Diciamo(ci) la verità. Quanti sono i gruppi emersi nel terzo millennio in grado di “reggere” davvero il confronto con i loro
Maestri? Non moltissimi.
Sono convinto che quando tra qualche anno i nostri figli e nipoti si troveranno a discutere di
hard melodico (perché
Lui ci sarà ancora, statene certi …), magari commentando l’operato di qualche “nuova”
band, assieme ai nomi di Europe, TNT, Whitesnake e Dokken, sarà citato anche quello degli
Eclipse, tra i pochi veramente degni di un accostamento tanto impegnativo.

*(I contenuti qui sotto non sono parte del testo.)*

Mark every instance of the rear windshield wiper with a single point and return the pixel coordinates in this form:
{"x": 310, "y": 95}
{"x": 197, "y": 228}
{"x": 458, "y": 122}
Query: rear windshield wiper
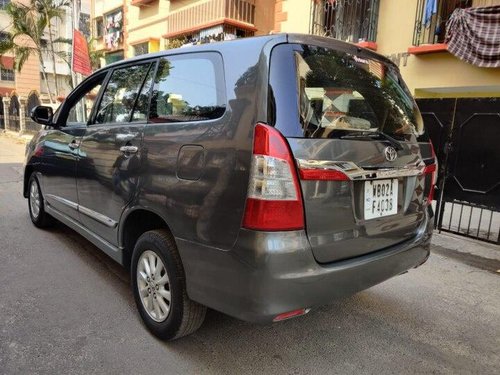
{"x": 376, "y": 133}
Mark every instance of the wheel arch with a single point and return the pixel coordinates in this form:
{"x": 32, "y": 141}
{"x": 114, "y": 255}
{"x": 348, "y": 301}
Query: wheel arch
{"x": 28, "y": 170}
{"x": 134, "y": 223}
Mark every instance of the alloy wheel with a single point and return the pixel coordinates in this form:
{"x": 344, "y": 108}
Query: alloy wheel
{"x": 154, "y": 286}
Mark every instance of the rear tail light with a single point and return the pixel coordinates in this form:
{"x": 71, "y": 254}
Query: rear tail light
{"x": 274, "y": 200}
{"x": 431, "y": 170}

Capaci di “reinventare” un genere con la forza del talento, del carisma e dell’attitudine, gli svedesi sono diventati oggi davvero “un’istituzione” da cui è praticamente impossibile prescindere se si amano certi suoni.
“
Monumentum”, il nuovo albo targato ancora una volta
Frontiers Music, è l’ennesima conferma di tale lusinghiera posizione, la dimostrazione di una maturità artistica ormai pienamente conseguita, nonché la prova che, ed è questo un aspetto da non trascurare, anche senza sostanziali “passi in avanti” si può riuscire a non ripetersi, evitando di finire per diventare la caricatura di se stessi.
Il disco non offre, infatti, particolari cambiamenti rispetto al recente passato, e ciononostante continua a sorprendere per la freschezza e l’intensità delle composizioni e delle interpretazioni (una rarità, anche tenendo conto dei numerosi impegni professionali di
Mr. Mårtensson).
Difficile, in questo contesto, chiedere qualcosa di più a un programma che sprigiona impeto ed entusiasmo da ogni solco e che li trasmette intatti all’astante appassionato senza che questo possa in nessun modo “lamentarsi” di un canovaccio stilistico ampiamente collaudato.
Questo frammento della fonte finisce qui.